O suposto guru, um arremedo de roteirista ermitão, especialista em informática do Vale do Silício e televangelista gentil, afirmava, com uma linguagem tão atrativa quanto vazia de conteúdo, que seu programa era baseado na ciência e que havia curado doenças como a síndrome de Tourette (transtorno de tiques crônicos e transitórios) e conseguido que crianças falassem dezenas de idiomas. “Era como se tivesse em meu poder a poção secreta do conhecimento”, diz no primeiro episódio da série Mark Vicente, cineasta que integrou a seita durante mais de 12 anos e cujo vasto material de áudio e vídeo sobre o grupo compõe agora a coluna vertebral de The Vow.
Embora a sede central da empresa estivesse na cidade de Albany, a pouco mais de duas horas de carro ao norte de Nova York, Raniere e seu círculo mais íntimo, comandado por sua sócia Nancy Salzman, conseguiram fazer com que o NXIVM captasse celebridades de Hollywood. Seu objetivo era atrair gente rica e poderosa para poder manipular e aplicar golpes. As atrizes de TV Allison Mack, Kristen Kreuk e Grace Park, Ana Cristina Fox e Emilio Salinas (filhos dos ex-presidentes mexicanos Vicente Fox e Carlos Salinas, respectivamente) e a herdeira da gigante de bebidas Seagram e grande financiadora do grupo, Clare Bronfman, fizeram parte da organização. Mack, famosa por seu trabalho na série Smallville, também se tornou uma das figuras mais relevantes do grupo e se declarou culpada de tráfico sexual. A atriz recrutava mulheres para obrigá-las a manter relações sexuais com Raniere e não hesitava em se dirigir pelo Twitter a famosas do calibre de Emma Watson e Kelly Clarkson, para tentar vender os benefícios de seu movimento.

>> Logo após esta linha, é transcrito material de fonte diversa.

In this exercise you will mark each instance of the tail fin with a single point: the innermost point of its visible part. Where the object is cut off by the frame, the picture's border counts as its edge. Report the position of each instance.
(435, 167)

Esse “incrível movimento feminino”, como Mack o descrevia, não era mais do que um subgrupo secreto dentro do NXIVM só para mulheres, chamado DOS (acrônimo do latim que significa algo como “Mestre da companhia feminina obediente”), através do qual Raniere estabeleceu uma relação de escravismo com seus acólitas. Dezenas de mulheres eram obrigadas a seguir dietas estritas e a ter sexo com o líder, além de usarem correntes de submissão e serem marcadas na zona púbica com um símbolo formado pelas letras K e R, as iniciais do guru. Para que nenhuma se atrevesse a denunciar, Raniere tinha em seu poder fotos comprometedoras das mulheres ou conhecimento de segredos inconfessáveis sobre elas, que utilizava como garantia e forma de chantagem. Como escreve Elías Camhaji no EL PAÍS, a seita também aplicava “técnicas de ‘terrorismo legal’, usando exércitos de advogados e muita influência para apresentar denúncias por acusações falsas em tribunais do México, dos Estados Unidos e do Canadá.”
Embora em 2003 uma reportagem da revista Forbes tenha exposto parte dos crimes ocorridos nos escritórios daquele suposto programa de crescimento pessoal, o NXIVM continuou operando livremente até 2017. O processo contra Raniere estimou que, das mais de 16.000 pessoas que fizeram os cursos, apenas 25 tiveram ganhos substanciais. Apesar das acusações, a bilionária herdeira Clare Bronfman continua apoiando seu guru. Em agosto passado, enviou uma carta ao tribunal federal de Nova York, que promulgará a sentença do empresário, para pedir clemência, alegando que “o NXIVM e Keith haviam mudado” sua vida “para melhor”.